Skye nie miała ochoty na żadne przygody. Rozumiała jednak, że gdyby udało im się odnaleźć diamenty, mogłaby wreszcie opłacić rachunki za leczenie matki, znaleźć jej lepszą terapię, a może nawet… Tu musiała przerwać. Nigdy nie miała zbyt wielkiej wiary w to, że marzenia się spełniają.
– Gdybyśmy je znalazły, można by sprzedać posiadłość – zauważyła Summer.
– No dobrze, ale jak mamy odnaleźć diamenty, które zaginęły w…
– Tysiąc osiemset siedemdziesiątym pierwszym roku – podpowiedziała Summer, unosząc wreszcie głowę znad dokumentów.
– Jeśli nawet je znajdziemy, komu sprzedamy tak ogromny majątek?
Summer zamyśliła się.
– Chyba znam kogoś takiego.
– Znasz kogoś, kto ma kilkaset milionów w banku, żeby kupić taką rezydencję?
Przytomne spojrzenie siostry zredukowało nieco sceptycyzm Skye.
– Znam. W każdym razie warto spróbować. Poza tym nie potrzebujemy kilkuset milionów. Potrzebujemy tyle, żeby nam wystarczyło.

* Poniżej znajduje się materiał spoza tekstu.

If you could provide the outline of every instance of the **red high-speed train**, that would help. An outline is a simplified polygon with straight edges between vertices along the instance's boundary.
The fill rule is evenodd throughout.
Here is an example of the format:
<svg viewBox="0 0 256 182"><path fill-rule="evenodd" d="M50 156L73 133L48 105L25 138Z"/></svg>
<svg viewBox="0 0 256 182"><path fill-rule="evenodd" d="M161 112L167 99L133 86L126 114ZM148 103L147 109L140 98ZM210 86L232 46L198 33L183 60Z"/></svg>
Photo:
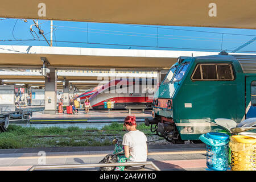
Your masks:
<svg viewBox="0 0 256 182"><path fill-rule="evenodd" d="M106 101L114 101L114 109L116 109L133 106L151 108L158 86L155 79L115 79L88 90L79 97L81 101L89 97L91 106L96 110L106 109L104 103Z"/></svg>

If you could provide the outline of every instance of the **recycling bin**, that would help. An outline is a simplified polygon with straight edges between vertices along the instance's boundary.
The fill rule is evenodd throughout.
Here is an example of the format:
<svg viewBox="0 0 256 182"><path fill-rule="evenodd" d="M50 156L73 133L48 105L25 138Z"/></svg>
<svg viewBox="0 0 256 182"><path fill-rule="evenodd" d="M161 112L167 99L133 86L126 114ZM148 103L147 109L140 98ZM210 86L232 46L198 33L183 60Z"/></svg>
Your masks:
<svg viewBox="0 0 256 182"><path fill-rule="evenodd" d="M208 168L214 171L226 171L229 167L229 135L210 132L201 135L199 139L206 144Z"/></svg>
<svg viewBox="0 0 256 182"><path fill-rule="evenodd" d="M232 171L256 171L256 139L233 135L229 142Z"/></svg>

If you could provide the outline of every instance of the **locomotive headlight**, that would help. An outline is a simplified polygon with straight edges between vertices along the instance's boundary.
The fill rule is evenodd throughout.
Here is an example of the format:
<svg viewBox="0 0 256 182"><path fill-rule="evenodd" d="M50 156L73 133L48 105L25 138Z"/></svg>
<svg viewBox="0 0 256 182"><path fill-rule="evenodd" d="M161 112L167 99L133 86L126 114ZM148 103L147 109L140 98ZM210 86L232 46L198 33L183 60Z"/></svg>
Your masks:
<svg viewBox="0 0 256 182"><path fill-rule="evenodd" d="M155 100L155 105L158 106L158 99Z"/></svg>
<svg viewBox="0 0 256 182"><path fill-rule="evenodd" d="M171 107L171 102L170 100L168 100L168 103L167 103L167 107Z"/></svg>

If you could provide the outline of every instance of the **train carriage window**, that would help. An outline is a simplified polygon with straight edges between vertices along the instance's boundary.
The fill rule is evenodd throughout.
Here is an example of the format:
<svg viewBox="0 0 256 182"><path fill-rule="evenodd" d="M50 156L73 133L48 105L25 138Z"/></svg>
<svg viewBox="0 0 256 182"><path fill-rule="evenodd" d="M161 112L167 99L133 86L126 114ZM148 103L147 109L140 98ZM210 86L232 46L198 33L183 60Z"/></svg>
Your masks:
<svg viewBox="0 0 256 182"><path fill-rule="evenodd" d="M192 80L202 80L202 78L201 77L200 66L199 64L196 66L196 71L192 75Z"/></svg>
<svg viewBox="0 0 256 182"><path fill-rule="evenodd" d="M214 64L203 64L202 67L203 80L217 80L216 66Z"/></svg>
<svg viewBox="0 0 256 182"><path fill-rule="evenodd" d="M180 66L179 71L177 72L177 74L176 74L175 77L174 78L174 82L179 81L181 80L183 76L185 75L187 69L188 69L189 65L189 64L185 64Z"/></svg>
<svg viewBox="0 0 256 182"><path fill-rule="evenodd" d="M171 70L170 71L169 73L168 73L167 76L166 76L163 82L163 84L168 83L171 81L176 69L177 67L171 68Z"/></svg>
<svg viewBox="0 0 256 182"><path fill-rule="evenodd" d="M256 106L256 81L254 81L251 82L251 104L253 106Z"/></svg>
<svg viewBox="0 0 256 182"><path fill-rule="evenodd" d="M230 64L217 65L219 80L232 80L232 68Z"/></svg>
<svg viewBox="0 0 256 182"><path fill-rule="evenodd" d="M230 64L199 64L192 76L192 80L233 80L234 75Z"/></svg>

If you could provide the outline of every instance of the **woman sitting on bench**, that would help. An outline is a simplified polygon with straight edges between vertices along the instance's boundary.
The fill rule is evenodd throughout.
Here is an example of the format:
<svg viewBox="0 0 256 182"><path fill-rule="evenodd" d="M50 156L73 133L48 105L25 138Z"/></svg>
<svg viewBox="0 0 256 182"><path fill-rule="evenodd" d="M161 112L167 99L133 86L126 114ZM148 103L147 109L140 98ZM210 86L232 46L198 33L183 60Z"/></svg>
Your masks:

Skye kiwnęła głową. Tylko tyle, żeby pokryć wydatki na leczenie Mariam.
– Och, uwielbiam przygody.
Skye i Summer popatrzyły na siebie porozumiewawczo. Star zawsze była najbardziej egzaltowaną z sióstr.
– Więc jak? Zrobimy to? – Pytanie zadane przez Skye wibrowało w powietrzu, wprawiając nawet ją w stan niezwykłego jak na nią podekscytowania. Nawet ona dała się uwieść wizji odnalezienia skarbu. Summer i Star pokiwały głowami.